A mutual friend introduced us. He said, “You have all the same passions, you have all the same goals — you’ll love working together.” So we met, had a three-hour conversation, [and decided] to quit our jobs right there at that moment [to] start this company.
What inspired your interest in working with young girls?
We wanted to create something that we wished we had had when we were young girls, which is a space where we could comfortably be with our peers and talk openly and honestly about all the things we were thinking about but never really had the courage to say out loud [or] the tools to express.
Do you find that a lot of the girls who come to you are dealing with similar issues?
Oh yes. It’s interesting, we taught girls in Indonesia [last] summer, and we also spent some time in the Midwest working with girls there, and a lot of the core issues are the same: girls feeling like they’re not being heard, girls feeling like they have all this stuff they want to say but there’s really no platform for them to share it, and really no sense of community where they can share it safely and honestly and not be criticized for it or censored. It doesn’t seem to matter where we go or who comes to us. That seems to be the glue that ties all these girls together.
Can you see the girls change as they go through your class?
When they’re in class with us, it’s a safer space to say what [they] want to say and try it out and realize that it’s OK to speak [their] mind about certain things. It gives [them] the permission and the courage to do it on a larger platform. It gives them ownership over their opinions and their ideas. And like the girls say, “If I’m speaking up about an issue that I know is not popular in my school or among my group of friends, I know come every Sunday, I’ve got a group of girls that have my back, no matter what.”
Were the girls the ones who decided on the subject for this play?

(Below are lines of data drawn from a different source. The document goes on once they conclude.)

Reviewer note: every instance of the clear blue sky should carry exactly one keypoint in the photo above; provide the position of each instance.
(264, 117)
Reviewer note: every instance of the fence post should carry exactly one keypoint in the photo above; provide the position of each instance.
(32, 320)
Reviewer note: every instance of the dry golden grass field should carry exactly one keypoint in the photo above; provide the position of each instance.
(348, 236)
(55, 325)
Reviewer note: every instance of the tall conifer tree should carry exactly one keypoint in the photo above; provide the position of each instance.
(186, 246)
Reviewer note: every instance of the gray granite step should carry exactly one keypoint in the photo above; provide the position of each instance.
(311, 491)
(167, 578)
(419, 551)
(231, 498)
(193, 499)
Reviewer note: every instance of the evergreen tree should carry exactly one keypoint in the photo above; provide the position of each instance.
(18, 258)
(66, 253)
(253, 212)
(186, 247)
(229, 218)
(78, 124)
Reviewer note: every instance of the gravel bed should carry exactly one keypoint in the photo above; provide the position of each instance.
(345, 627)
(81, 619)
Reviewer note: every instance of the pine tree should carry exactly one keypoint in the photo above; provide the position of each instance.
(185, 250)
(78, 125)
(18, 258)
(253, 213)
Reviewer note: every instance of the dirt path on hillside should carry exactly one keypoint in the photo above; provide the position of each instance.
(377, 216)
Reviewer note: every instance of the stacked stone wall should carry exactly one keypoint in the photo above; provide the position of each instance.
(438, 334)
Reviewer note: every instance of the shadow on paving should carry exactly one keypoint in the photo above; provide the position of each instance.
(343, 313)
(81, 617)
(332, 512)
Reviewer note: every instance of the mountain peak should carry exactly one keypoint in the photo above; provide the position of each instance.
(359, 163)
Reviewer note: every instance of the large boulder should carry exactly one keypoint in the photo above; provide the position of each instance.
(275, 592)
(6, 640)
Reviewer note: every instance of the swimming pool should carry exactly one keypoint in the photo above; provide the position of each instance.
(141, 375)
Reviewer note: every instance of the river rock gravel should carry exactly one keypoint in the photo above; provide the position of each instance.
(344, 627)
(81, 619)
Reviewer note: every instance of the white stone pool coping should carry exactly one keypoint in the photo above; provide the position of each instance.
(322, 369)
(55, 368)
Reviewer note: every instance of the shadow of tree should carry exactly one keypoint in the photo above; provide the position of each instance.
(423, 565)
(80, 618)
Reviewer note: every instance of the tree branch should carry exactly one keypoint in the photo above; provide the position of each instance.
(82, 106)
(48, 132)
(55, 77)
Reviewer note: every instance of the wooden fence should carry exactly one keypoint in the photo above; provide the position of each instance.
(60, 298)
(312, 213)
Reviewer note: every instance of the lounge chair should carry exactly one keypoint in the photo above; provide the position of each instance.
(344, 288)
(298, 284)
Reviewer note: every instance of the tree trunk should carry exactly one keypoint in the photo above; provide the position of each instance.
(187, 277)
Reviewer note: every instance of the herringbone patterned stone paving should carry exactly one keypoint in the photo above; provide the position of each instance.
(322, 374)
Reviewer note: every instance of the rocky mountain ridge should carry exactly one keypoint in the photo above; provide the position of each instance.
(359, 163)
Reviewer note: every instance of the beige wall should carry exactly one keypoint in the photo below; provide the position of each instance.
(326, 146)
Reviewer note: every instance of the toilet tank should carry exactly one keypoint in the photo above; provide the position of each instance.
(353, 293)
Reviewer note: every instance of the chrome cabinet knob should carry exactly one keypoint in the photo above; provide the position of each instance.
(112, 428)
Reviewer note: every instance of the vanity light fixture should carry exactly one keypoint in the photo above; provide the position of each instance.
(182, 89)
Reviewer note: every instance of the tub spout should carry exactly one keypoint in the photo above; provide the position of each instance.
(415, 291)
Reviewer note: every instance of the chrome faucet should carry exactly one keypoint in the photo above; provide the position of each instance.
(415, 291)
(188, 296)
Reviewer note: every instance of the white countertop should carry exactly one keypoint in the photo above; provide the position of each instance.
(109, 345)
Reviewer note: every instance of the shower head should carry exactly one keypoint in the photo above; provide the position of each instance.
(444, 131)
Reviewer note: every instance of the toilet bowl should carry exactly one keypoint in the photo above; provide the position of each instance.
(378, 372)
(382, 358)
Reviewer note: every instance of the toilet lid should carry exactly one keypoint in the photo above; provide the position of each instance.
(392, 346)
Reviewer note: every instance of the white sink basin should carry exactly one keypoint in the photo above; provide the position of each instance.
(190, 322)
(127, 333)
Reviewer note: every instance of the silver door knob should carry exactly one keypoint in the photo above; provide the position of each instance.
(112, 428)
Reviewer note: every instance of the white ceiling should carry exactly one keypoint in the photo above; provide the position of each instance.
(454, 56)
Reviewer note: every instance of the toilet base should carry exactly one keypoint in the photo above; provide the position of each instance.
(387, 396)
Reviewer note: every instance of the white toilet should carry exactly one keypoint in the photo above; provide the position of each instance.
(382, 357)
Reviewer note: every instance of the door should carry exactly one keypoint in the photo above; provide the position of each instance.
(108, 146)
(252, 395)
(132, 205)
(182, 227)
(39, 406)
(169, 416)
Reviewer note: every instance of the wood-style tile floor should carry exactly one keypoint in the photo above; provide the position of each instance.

Oh yeah, it’s all them… Now that they’re fourteen, fifteen, sixteen, seventeen, the conversations revolve a lot around sex…and this word [slut] was coming up all the time. The way they would use it to not only degrade themselves but to degrade other girls…or [how it] was being used against them in order to make them feel bad about the fact that they were interested in their sexuality. They were really having a hard time navigating how to walk that line… We just thought it was such an interesting subject to explore, and it was the type of thing that had the girls in hysterics one minute and then in tears the next minute.

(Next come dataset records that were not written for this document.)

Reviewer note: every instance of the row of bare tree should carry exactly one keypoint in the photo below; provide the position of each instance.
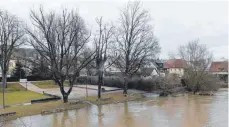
(62, 38)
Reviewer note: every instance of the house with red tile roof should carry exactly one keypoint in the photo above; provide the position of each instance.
(175, 66)
(220, 67)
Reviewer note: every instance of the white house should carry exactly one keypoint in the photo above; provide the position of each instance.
(175, 66)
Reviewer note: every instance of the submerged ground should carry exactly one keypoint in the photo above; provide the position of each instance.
(183, 111)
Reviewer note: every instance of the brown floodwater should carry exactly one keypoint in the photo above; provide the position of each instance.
(184, 111)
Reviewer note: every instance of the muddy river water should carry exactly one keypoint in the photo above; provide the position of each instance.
(184, 111)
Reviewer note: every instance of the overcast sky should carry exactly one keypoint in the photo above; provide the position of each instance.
(175, 23)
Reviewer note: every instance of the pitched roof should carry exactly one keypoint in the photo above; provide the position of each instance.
(219, 66)
(174, 63)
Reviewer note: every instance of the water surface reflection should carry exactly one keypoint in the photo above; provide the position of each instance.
(185, 111)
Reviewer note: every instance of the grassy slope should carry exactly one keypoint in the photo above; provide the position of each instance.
(37, 108)
(16, 94)
(47, 84)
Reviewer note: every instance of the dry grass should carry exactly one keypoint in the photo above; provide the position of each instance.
(35, 109)
(17, 94)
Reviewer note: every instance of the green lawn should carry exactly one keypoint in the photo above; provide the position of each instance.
(47, 84)
(16, 94)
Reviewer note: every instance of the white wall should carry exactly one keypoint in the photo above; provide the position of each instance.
(179, 71)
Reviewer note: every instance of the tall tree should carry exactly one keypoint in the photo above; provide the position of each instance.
(11, 34)
(60, 39)
(136, 43)
(198, 58)
(18, 71)
(101, 41)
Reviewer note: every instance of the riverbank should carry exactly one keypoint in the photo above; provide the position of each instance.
(39, 108)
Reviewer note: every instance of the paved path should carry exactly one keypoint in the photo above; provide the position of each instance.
(77, 92)
(95, 87)
(32, 87)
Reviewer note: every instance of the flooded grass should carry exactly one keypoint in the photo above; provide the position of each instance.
(35, 109)
(47, 84)
(115, 97)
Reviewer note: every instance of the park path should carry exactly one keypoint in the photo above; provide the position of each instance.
(32, 87)
(78, 91)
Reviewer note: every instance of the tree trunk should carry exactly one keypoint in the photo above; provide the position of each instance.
(65, 98)
(64, 94)
(3, 89)
(125, 86)
(4, 83)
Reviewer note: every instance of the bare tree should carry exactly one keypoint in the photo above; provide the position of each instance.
(198, 59)
(101, 41)
(11, 34)
(60, 40)
(136, 43)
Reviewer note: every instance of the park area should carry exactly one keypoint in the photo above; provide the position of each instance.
(18, 98)
(17, 94)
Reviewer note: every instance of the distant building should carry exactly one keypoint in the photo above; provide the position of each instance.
(219, 68)
(175, 66)
(12, 65)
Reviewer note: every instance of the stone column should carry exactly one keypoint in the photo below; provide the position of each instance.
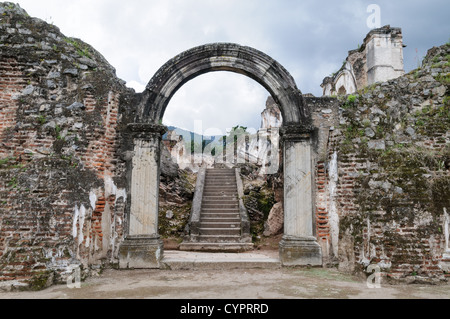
(143, 247)
(299, 246)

How does the writing process work? Do you write the script with the girls?
We start off without any writing at all… [It’s] ideas and a round circle, discussion about anything. Sometimes we sit and we talk for four hours. They’re allowed to say anything they want to say. They’re allowed to curse, they’re allowed to share the most intimate details of their life, whatever they want to share… It’s a place where they can bounce ideas off [one another]. We spend a couple months doing that, and then we start improvving around certain ideas. Then we let the girls free-write, and then we decide what our play’s going to be about. Meg and I start by typing as the girls are improvving, and then I start scripting scenes together. The whole goal is to create something in their voice around the subject matter that really matters to them.
“Slut” is a very provocative choice for a title. Whose decision was it to name the play that?

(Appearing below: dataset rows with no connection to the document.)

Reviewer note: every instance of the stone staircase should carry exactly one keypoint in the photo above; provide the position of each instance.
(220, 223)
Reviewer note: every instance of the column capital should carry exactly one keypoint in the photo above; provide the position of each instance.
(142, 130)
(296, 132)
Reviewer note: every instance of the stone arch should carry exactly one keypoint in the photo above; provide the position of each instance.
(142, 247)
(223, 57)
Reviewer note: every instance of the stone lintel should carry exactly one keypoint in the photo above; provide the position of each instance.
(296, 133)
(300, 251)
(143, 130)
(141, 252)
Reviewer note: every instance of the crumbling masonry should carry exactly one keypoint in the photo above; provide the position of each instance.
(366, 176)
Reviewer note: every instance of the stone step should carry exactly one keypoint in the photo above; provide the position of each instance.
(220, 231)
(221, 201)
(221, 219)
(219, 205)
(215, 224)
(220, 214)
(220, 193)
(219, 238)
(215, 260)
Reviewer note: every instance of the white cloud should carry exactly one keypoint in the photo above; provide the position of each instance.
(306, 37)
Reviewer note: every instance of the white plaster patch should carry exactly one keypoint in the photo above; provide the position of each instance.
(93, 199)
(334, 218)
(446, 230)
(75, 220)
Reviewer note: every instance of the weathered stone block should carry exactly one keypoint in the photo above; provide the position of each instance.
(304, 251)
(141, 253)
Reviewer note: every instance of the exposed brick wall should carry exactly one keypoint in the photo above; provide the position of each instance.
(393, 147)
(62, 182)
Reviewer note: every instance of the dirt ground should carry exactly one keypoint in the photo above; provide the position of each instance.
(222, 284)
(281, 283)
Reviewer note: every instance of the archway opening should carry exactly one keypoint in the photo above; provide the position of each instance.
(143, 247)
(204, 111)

The group’s. We make those decisions together. I think we knew that this is what the title needed to be. [It] could’ve been…something softer or more generic. But that’s just not what the play is… The girls [have been] getting some flak about the title, and one of [them] said so brilliantly, “It’s amazing that someone can question the title but not question their use of the word.”
Are they nervous about performing such a personal play for their families?
No, actually. They’re pumped about that. From the get-go, we bring the parents in and start showing them what we’re working on and open it up to a conversation with [them]. They’re incredibly supportive, I think because they see their daughters’ growth through the process.
How do you hope people respond to the play?
We always tell the girls our goal is to entertain of course, but that’s not the main focus of what we do. It’s their job to risk and invent and put themselves out there so they’re creating something that speaks some kind of truth. I think a lot of times people put their own opinions on the teen-girl experience — especially the teen-girl sexual experience — because they don’t really understand what it is to live that. I think when people come see the play they’ll be very touched by the quality of work that the girls are bringing to the stage.